Perempuan dan Pembangunan (Dalam Kerangka Pembangunan Rendah Karbon)
Beberapa waktu lalu tepatnya di tanggal 2 Agustus 2016 kami mendapatkan kesempatan (tepatnya diundang) untuk menghadiri suatu acara. Waktu berangkat ke Bappeda Kabupaten Lombok Timur, kami belum mengetahui acara apa yang akan kami hadiri. Karena waktu dihubungi via telpon kami hanya diinfokan bahwa kegiatan tersebut merupakan sosialisasi program pemenang Hibah Jendela dua MCA-Indonesia.
Setibanya di aula Bappeda Lombok Timur yang menjadi lokasi kegiatan ternyata acara telah dimulai, saat itu sedang berlangsung sambutan Kepala Bappeda yang diwakili oleh Kepala Bidang Fisik dan Prasarana, L. M. Ramdhana.
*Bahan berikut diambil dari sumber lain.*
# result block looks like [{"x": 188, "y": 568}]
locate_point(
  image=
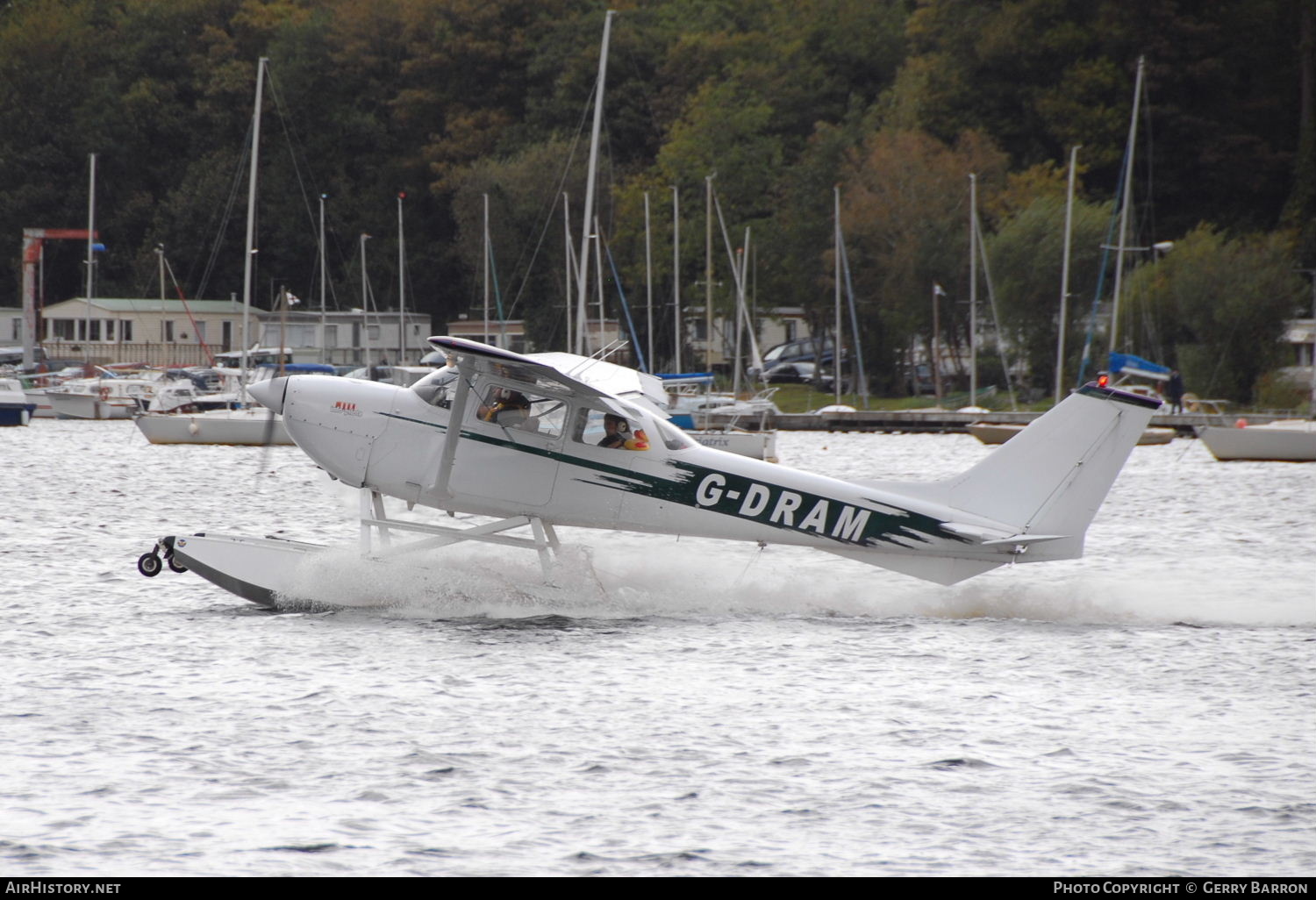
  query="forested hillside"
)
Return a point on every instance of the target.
[{"x": 895, "y": 102}]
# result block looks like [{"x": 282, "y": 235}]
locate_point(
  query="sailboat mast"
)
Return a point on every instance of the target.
[
  {"x": 1069, "y": 226},
  {"x": 1124, "y": 207},
  {"x": 649, "y": 281},
  {"x": 484, "y": 244},
  {"x": 365, "y": 302},
  {"x": 250, "y": 233},
  {"x": 676, "y": 276},
  {"x": 324, "y": 350},
  {"x": 836, "y": 342},
  {"x": 402, "y": 284},
  {"x": 708, "y": 273},
  {"x": 587, "y": 216},
  {"x": 91, "y": 257},
  {"x": 973, "y": 289},
  {"x": 566, "y": 257}
]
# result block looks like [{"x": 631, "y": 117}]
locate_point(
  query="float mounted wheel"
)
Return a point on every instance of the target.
[{"x": 149, "y": 565}]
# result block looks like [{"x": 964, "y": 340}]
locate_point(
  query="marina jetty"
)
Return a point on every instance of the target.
[{"x": 949, "y": 421}]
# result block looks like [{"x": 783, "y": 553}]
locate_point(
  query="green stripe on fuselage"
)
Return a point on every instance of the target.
[{"x": 749, "y": 499}]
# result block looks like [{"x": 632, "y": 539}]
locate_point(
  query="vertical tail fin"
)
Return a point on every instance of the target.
[
  {"x": 1044, "y": 486},
  {"x": 1052, "y": 476}
]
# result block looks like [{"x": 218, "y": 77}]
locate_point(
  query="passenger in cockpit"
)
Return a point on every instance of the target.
[
  {"x": 619, "y": 437},
  {"x": 504, "y": 407}
]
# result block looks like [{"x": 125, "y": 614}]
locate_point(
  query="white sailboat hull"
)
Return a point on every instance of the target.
[
  {"x": 91, "y": 405},
  {"x": 253, "y": 428},
  {"x": 1291, "y": 441}
]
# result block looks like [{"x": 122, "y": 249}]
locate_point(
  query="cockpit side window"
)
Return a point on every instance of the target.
[
  {"x": 605, "y": 429},
  {"x": 505, "y": 405}
]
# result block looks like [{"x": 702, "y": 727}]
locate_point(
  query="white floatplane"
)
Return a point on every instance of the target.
[{"x": 547, "y": 439}]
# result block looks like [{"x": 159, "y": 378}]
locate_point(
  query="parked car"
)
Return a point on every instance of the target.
[
  {"x": 797, "y": 373},
  {"x": 797, "y": 352}
]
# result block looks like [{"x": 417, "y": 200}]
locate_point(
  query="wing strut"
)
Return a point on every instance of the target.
[
  {"x": 373, "y": 516},
  {"x": 457, "y": 416}
]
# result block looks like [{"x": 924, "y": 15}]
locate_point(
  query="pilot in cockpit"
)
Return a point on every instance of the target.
[
  {"x": 504, "y": 407},
  {"x": 437, "y": 389},
  {"x": 618, "y": 434}
]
Seperti halnya Pemerintah Daerah Lombok Timur yang merespon positif pelaksanaan program ini, tulisan dibelakang pembicara juga telah menyita perhatian kami dan membuat kami tidak sabar untuk menunggu acara berikutnya yakni pemaparan program oleh pelaksana program tersebut.
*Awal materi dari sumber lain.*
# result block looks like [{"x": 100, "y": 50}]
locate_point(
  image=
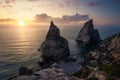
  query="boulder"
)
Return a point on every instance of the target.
[
  {"x": 47, "y": 74},
  {"x": 55, "y": 47},
  {"x": 88, "y": 35}
]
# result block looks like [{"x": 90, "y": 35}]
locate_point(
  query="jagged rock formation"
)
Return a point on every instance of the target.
[
  {"x": 47, "y": 74},
  {"x": 55, "y": 47},
  {"x": 88, "y": 35},
  {"x": 112, "y": 45}
]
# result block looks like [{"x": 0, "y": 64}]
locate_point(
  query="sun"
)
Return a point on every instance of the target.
[{"x": 21, "y": 23}]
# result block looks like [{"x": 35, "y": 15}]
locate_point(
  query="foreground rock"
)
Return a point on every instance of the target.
[
  {"x": 88, "y": 36},
  {"x": 55, "y": 47},
  {"x": 112, "y": 46}
]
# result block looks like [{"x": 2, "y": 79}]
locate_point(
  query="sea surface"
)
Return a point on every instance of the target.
[{"x": 19, "y": 45}]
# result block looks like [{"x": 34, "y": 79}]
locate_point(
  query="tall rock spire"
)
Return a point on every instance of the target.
[{"x": 88, "y": 35}]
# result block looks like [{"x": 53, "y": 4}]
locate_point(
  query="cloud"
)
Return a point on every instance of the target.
[
  {"x": 92, "y": 4},
  {"x": 77, "y": 18},
  {"x": 7, "y": 20},
  {"x": 42, "y": 17}
]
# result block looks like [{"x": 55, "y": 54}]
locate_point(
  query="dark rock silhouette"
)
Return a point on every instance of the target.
[
  {"x": 112, "y": 45},
  {"x": 55, "y": 47},
  {"x": 88, "y": 35}
]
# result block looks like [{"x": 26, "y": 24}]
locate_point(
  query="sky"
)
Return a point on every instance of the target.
[{"x": 63, "y": 12}]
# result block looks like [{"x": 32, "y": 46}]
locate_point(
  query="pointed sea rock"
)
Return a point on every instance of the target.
[
  {"x": 55, "y": 47},
  {"x": 88, "y": 35}
]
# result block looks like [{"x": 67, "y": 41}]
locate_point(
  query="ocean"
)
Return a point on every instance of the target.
[{"x": 19, "y": 45}]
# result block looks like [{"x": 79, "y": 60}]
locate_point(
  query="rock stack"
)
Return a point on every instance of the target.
[
  {"x": 88, "y": 36},
  {"x": 55, "y": 47}
]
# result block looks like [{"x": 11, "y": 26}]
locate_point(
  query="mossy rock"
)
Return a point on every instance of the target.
[{"x": 113, "y": 70}]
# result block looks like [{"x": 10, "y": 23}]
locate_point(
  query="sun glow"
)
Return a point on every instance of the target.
[{"x": 21, "y": 23}]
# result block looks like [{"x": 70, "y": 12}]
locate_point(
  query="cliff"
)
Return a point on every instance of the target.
[{"x": 88, "y": 36}]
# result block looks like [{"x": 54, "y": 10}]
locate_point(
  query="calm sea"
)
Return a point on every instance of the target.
[{"x": 18, "y": 45}]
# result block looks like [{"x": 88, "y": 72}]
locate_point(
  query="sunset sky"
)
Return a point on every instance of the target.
[{"x": 73, "y": 12}]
Akhirnya waktu yang kami nantikan datang juga, program yang berjudul Penguatan Inisiasi Ekowisata Berbasis Masyarakat yang Adil dan Berkelanjutan Sebagai Sumber Penghasilan Alternatif Perempuan Menuju Kemandirian Ekonomi Rendah Karbon dan Perubahan Kualitas Hidup Perempuan Lombok Timur. Kegiatan yang akan dilaksanakan oleh Gema Alam NTB (Gerakan Masyarakat Cinta Alam) bersama RMI Bogor (Rimbawan Muda Indonesia) melalui pendanaan Hibah Pengelolaan Sumber Daya Alam Berbasis Masyarakat - Proyek Kemakmuran Hijau MCA - Indonesia, berlokasi di tiga Kecamatan di daerah Kabupaten Lombok Timur. Pertama, Kecamatan Suela dengan desa sampel Desa Suela, Mekarsari dan Sapit. Kedua, Kecamatan Wanasaba dengan desa sampel Desa Beririjarak, dan terakhir Kecamatan Peringgasela dengan desa sampel Desa Peringgasela. Cukup seksi memang, tidak hanya karena program ini akan fokus pada pengembangan potensi-potensi desa dengan peran aktif seluruh elemen masyarakat sehingga mampu memberikan kontribusi yang lebih baik saja, tetapi juga memaksimalkan keterlibatan kaum perempuan.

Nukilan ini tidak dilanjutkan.